Lücken sind schmerzhaft
Die Lücke, die wir im Leben spüren, schmerzt uns so sehr, dass wir alles dafür geben, sie nicht zu spüren. Frauen, die keine Kinder bekommen können, haben manchmal das Gefühl, an diesem Schicksal zu zerbrechen. Was ist es also, was uns da so sehr schmerzt?
Ich mag Eckhart Tolles Konzept vom „Pain Body“. Ich verstehe es so, dass unser Körper und unsere Seele die Schmerzen, die wir erfuhren, einspeichert und wir dann ständig damit kämpfen. Der „Pain Body“ liebe die Dramen, sagt Eckhart Tolle – zum Beispiel in dem wunderbaren Podcast „Sex and the Pain Body“ (Youtube).

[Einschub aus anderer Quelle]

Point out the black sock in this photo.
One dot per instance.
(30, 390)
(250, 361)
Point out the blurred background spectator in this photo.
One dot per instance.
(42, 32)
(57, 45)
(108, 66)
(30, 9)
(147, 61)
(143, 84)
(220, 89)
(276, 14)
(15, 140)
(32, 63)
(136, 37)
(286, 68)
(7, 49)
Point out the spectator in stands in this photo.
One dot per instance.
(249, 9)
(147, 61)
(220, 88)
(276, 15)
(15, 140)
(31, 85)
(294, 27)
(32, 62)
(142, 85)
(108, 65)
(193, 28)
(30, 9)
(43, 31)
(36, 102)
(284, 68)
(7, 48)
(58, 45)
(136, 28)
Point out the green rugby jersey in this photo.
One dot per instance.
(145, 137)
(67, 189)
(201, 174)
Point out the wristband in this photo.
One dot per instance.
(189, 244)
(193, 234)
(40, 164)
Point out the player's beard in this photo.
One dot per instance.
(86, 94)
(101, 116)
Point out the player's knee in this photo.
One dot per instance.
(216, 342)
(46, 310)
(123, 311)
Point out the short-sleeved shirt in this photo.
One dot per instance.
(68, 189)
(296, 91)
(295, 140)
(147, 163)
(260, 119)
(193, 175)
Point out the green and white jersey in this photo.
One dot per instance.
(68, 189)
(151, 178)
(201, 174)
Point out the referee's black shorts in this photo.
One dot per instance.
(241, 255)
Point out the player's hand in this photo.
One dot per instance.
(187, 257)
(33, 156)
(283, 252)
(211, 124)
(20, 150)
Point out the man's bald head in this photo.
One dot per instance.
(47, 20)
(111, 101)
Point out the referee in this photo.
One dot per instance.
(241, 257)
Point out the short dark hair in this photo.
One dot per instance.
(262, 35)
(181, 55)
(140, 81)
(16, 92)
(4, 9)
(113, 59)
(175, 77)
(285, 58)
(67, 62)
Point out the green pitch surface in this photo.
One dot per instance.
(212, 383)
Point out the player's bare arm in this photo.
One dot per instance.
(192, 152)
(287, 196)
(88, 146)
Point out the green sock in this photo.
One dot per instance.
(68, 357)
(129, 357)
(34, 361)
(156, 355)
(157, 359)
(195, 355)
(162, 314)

Eckhart Tolles Konzept vom „Pain Body“
Der „Pain Body“ sei ein Energiefeld, sagt er. Manchmal übernehme uns dieses Energiefeld und zeige extremen Ärger, Hass, Rachsucht, Lust am Schmerz usw. Eckhart Tolle fragt im Video zum Beispiel: „Have you ever tried to argue with a pain body?“ Also: „Haben Sie jemals versucht, mit einem Pain Body zu diskutieren?“
Wenn dieses Energiefeld aktiv sei, dann seien wir keinen vernünftigen Argumenten mehr zugänglich. Dann sind wir wie von Sinnen.
Unser innerstes Wesen aber, unser „Consciousness“ (Bewusstsein), wie Eckhart Tolle sagt, ist frei davon und kann das alles beobachten. Wir merken: Wir selbst sind nicht (nur) unser Pain Body. In uns ist auch etwas, das frei von all dem ist. Eine Instanz, die verbunden ist mit dem Rest der Welt.
Unwillkommenes mit Mitgefühl annehmen
Wenn wir versuchen, gegen die „Energien“ des „Pain Body“ anzugehen, haben wir verloren. Doch wenn wir diese Energien akzeptieren, sie bewusst spüren und uns damit auseinandersetzen, dann können sie nachlassen. Wir können versuchen zu verstehen, wie wir zu diesem gnadenlosen „Ich will aber!“ gekommen sind. Wir können versuchen zu verstehen, warum wir bei dem Gedanken, kein Kind zu bekommen, glatt sterben könnten vor Verzweiflung, während die Freundin nebenan mit demselben Problem kaum daran leidet.
„Ich gehe mit dem, was ich mir wünsche, einen Zweierkampf ein wie mit der bösen Mutter, von der ich Liebe wollte und die mich nicht nährte“, sagt eine Frau.
Ursachensuche
Jeder hat seinen ureigensten Grund für sein „Ich-will-das-haben!“ und für sein „Um-jeden-Preis“. Die Angst vor dem Gefühl des Verlorenseins, des Fallens, der Einsamkeit, der Verzweiflung, der ungewissen Zukunft und auch der Scham ist zu groß, um loslassen zu können.
Die Sucht, etwas haben zu wollen, weist auf einen Mangel hin. Auf einen Mangel an Zugehörigkeit, einen Hunger, auf eine Sehnsucht, auf einen Schmerz. Wenn wir uns mit all dem auseinandersetzen, können wir vielleicht neue Auswege sehen, die uns aus der engen, strengen und gnadenlosen Zweierschaft mit unserem Ziel herausführen.